我一直得到系统内存(不是GPU内存)的OOM错误,但我不确定哪个函数导致tensorflow将所有内容加载到RAM中。一个月前,我在一个不同的数据集上运行了一个图像分类器,并复制了代码,只做了一些小的改变。因此,与之前的数据集相比,有两个变化可能导致OOM。1)图像尺寸要大得多,但我在早期将它们调整为224x224,所以我认为它在运行时不应该有任何影响。2)数据集的大小是原来的两倍,但这次我没有使用缓存或shuffle,所以我不确定为什么它不只是批量大小被加载到内存中。
def read_and_decode(filename, label):
# Returns a tensor with byte values of the entire contents of the input filename.
img = tf.io.read_file(filename)
# Decoding raw JPEG tensor data into 3D (RGB) uint8 pixel value tensor
img = tf.io.decode_jpeg(img, channels=3)
#Resize
img = tf.image.resize_with_pad(
img,
224,
224,
method=tf.image.ResizeMethod.BILINEAR,
antialias=False
)
img = preprocess_input(img)
return img, label
ds_oh = tf.data.Dataset.from_tensor_slices((img_paths, oh_input))
ds_oh = ds_oh.map(read_and_decode)
所有数据现在都在ds_oh中,大小为224x224,标签正确。
def ds_split(ds, ds_size, shuffle_size, train_split=0.8, val_split=0.2, shuffle=True):
assert (train_split + val_split) == 1
if shuffle:
ds = ds.shuffle(shuffle_size, seed=99)
train_size = int(train_split * ds_size)
val_size = int(val_split * ds_size)
train_ds = ds.take(train_size)
val_ds = ds.skip(train_size).take(val_size)
return train_ds, val_ds
train_ds, val_ds = ds_split(ds_oh, len(img_paths), len(img_paths), train_split=0.8, val_split=0.2, shuffle=True)
分为训练和验证数据集,洗牌。
#One hot
#train_ds = train_ds.cache()
#train_ds = train_ds.shuffle(buffer_size=len(img_paths), reshuffle_each_iteration=True)
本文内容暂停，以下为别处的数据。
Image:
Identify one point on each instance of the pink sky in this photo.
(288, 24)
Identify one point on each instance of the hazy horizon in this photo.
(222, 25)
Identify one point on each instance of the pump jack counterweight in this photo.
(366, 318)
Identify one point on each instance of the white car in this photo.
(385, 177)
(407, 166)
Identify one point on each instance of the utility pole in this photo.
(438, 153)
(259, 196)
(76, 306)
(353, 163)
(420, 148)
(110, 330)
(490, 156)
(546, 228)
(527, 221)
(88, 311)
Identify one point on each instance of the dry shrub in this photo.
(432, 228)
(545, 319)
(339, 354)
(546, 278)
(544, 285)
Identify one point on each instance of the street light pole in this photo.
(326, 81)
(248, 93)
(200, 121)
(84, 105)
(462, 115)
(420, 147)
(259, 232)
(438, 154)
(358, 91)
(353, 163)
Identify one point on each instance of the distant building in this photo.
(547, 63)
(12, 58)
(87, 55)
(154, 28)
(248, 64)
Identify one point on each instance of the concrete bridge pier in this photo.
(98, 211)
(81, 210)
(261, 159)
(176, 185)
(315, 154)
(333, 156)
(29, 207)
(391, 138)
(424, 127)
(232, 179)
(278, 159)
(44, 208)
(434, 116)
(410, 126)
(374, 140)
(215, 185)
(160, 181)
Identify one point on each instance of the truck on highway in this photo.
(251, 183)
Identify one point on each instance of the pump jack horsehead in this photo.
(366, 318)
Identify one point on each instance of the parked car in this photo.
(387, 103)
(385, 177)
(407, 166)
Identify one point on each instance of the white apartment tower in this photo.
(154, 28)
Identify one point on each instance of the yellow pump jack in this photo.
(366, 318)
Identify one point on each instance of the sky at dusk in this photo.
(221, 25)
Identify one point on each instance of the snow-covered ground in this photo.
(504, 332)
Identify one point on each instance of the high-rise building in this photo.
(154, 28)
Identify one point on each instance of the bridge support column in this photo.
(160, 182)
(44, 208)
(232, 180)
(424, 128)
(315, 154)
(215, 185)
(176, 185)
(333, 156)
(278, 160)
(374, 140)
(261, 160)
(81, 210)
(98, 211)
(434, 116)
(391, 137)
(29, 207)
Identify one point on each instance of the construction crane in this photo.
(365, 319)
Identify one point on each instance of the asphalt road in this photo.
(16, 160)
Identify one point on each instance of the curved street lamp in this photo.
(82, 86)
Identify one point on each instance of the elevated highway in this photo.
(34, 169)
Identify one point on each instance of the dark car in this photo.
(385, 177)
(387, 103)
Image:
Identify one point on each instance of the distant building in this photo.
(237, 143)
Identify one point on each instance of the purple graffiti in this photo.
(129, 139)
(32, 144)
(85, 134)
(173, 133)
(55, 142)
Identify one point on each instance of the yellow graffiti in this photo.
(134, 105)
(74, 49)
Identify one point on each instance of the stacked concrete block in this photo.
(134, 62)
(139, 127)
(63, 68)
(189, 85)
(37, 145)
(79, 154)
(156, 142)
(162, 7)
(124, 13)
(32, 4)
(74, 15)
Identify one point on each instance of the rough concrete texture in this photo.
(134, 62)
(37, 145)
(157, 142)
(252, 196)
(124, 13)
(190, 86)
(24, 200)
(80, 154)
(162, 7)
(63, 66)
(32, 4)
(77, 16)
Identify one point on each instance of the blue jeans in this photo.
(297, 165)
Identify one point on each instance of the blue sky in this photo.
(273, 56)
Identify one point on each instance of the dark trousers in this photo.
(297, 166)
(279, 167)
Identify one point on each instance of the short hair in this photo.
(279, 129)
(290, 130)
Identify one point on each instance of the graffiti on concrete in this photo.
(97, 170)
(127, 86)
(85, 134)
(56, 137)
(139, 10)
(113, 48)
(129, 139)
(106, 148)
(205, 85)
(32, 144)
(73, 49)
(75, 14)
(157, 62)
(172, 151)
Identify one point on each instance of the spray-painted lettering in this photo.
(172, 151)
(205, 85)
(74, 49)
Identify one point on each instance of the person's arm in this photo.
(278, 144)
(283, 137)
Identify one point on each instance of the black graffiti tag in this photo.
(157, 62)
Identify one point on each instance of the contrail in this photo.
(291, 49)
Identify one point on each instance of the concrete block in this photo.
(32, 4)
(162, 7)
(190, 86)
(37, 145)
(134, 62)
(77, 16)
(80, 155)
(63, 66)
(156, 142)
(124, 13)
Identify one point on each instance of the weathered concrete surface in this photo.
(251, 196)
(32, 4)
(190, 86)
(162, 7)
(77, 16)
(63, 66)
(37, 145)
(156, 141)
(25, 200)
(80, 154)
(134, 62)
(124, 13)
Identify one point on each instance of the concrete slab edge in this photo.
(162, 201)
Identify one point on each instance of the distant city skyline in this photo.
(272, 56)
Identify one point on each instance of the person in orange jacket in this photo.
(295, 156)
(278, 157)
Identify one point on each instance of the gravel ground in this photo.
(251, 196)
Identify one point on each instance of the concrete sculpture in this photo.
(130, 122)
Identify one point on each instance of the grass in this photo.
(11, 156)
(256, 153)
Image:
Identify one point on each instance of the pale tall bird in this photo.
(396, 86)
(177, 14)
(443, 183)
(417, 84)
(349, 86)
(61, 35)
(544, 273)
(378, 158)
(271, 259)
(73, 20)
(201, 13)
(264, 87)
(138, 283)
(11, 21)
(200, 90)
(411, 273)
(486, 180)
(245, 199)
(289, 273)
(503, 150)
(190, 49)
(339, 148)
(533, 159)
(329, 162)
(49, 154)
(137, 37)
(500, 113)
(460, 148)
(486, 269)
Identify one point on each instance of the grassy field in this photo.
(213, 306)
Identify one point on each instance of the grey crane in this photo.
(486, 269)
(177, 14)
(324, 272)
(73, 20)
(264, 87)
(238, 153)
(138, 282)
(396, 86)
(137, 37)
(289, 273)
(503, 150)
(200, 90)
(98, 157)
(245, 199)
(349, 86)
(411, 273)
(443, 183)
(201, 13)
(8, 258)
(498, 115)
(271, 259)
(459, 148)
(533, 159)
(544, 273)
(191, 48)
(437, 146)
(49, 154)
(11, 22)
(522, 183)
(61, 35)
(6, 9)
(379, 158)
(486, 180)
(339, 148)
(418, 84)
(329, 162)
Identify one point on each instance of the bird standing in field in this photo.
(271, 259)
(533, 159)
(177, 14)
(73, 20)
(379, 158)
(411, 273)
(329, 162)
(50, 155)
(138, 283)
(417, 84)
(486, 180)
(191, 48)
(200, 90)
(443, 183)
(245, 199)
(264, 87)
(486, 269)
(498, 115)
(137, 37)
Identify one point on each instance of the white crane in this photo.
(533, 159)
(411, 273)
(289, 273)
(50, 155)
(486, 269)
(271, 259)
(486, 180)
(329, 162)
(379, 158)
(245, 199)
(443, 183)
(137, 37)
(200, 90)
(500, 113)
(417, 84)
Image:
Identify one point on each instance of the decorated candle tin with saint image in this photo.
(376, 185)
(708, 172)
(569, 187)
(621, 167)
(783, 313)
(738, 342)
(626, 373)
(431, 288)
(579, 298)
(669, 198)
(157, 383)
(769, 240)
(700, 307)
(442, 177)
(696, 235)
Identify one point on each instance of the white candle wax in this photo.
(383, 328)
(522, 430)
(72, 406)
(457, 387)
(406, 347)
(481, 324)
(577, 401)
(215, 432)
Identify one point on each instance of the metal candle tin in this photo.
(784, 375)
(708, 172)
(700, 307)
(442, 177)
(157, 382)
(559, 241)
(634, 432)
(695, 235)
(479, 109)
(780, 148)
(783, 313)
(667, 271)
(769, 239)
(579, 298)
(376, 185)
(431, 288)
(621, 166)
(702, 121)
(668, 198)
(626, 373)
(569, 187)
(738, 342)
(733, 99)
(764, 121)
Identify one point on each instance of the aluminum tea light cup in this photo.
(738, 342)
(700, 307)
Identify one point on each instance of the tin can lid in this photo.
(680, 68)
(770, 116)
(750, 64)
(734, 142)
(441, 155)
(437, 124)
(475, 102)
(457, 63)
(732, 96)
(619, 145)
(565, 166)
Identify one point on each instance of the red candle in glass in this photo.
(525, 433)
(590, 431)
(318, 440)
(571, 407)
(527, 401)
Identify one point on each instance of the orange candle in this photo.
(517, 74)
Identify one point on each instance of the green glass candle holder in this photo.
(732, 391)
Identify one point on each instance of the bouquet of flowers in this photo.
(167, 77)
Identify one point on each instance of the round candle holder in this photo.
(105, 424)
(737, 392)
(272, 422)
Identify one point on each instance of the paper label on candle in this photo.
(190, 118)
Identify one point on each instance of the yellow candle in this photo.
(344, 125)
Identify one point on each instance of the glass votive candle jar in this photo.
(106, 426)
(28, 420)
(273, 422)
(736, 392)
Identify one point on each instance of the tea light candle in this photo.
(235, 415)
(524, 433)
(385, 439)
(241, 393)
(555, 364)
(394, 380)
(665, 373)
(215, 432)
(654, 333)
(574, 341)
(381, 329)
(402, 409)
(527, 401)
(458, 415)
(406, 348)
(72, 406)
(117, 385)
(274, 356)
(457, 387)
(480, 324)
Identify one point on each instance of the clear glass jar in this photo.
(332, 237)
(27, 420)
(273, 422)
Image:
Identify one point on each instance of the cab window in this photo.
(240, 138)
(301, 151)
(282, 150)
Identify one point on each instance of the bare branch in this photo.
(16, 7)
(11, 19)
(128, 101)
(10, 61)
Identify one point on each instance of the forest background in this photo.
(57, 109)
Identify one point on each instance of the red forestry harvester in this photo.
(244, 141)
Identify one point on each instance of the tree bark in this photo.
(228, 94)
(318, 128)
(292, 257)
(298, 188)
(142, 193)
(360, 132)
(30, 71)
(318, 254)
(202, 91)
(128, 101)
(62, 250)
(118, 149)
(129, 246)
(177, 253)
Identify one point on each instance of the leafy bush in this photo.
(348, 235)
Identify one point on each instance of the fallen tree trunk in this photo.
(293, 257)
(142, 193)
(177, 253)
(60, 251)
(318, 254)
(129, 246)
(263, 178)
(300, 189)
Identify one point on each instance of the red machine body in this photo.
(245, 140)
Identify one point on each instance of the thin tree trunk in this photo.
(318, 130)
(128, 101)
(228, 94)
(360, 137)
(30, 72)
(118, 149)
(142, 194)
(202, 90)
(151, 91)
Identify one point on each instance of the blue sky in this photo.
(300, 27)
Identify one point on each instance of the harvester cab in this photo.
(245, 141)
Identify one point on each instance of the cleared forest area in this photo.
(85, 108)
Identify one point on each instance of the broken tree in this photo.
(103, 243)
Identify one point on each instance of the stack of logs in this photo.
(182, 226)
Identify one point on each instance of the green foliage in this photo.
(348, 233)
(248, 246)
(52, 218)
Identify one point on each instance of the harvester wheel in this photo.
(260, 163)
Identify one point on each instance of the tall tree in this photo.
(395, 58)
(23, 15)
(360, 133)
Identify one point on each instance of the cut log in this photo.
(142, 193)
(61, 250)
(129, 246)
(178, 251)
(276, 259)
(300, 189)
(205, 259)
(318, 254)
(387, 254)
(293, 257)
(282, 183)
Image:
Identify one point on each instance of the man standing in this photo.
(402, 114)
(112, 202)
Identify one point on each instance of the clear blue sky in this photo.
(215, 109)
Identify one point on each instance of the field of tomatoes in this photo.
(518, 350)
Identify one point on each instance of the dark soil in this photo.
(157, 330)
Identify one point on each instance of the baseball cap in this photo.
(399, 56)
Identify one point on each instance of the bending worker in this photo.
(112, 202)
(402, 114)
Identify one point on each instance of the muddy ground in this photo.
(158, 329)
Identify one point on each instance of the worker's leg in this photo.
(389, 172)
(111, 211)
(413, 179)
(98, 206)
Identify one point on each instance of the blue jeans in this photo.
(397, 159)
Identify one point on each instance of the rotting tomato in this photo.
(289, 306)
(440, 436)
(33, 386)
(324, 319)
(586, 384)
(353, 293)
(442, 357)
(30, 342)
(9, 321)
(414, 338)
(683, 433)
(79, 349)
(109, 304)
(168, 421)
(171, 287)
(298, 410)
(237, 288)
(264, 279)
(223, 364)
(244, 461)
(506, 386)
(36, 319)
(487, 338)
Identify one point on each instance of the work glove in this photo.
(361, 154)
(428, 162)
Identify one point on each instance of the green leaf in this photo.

train_ds = train_ds.batch(BATCH_SIZE)
train_ds = train_ds.prefetch(tf.data.AUTOTUNE)
#val_ds = val_ds.cache()
val_ds = val_ds.batch(BATCH_SIZE)
val_ds = val_ds.prefetch(tf.data.AUTOTUNE)
批处理和预取,删除OOM错误的缓存和洗牌。
# input layers
inputs = tf.keras.Input(shape=(224, 224, 3))
base_model = ResNet50(weights="imagenet", include_top=False, input_shape=(224, 224, 3))(inputs)
# creating our new model head to combine with the ResNet base model
head_model = MaxPool2D(pool_size=(4, 4))(base_model)
head_model = Flatten(name='flatten')(head_model)
head_model = Dense(1024, activation='relu')(head_model)
head_model = Dropout(0.2)(head_model)
head_model = Dense(512, activation='relu')(head_model)
head_model = Dropout(0.2)(head_model)
head_model = Dense(29, activation='softmax')(head_model)
# final configuration
model = Model(inputs, head_model)
model.layers[2].trainable = False
optimizer = SGD(learning_rate=0.01, momentum=0.9)
model.compile(loss="categorical_crossentropy", optimizer=optimizer, metrics=['accuracy'])
模型构建
INITIAL_EPOCHS = 35
history = model.fit(train_ds,
epochs=INITIAL_EPOCHS,
validation_data=val_ds)
Epoch 1/35
在第一个纪元前失败
对于任何想知道的人来说,问题在于分配我的tf。我在网上找到的函数(ds_split)由于某种原因导致了内存泄漏。即使使用td.data.take(1)也会导致OOM错误。我在网上找到了一个类似的功能,我试了第二个,也遇到了同样的问题。
我决定在图像文件路径和标签列表上使用scikitlearn的train_testrongplit,并由两个tf构建。数据,数据集。现在一切似乎都正常了。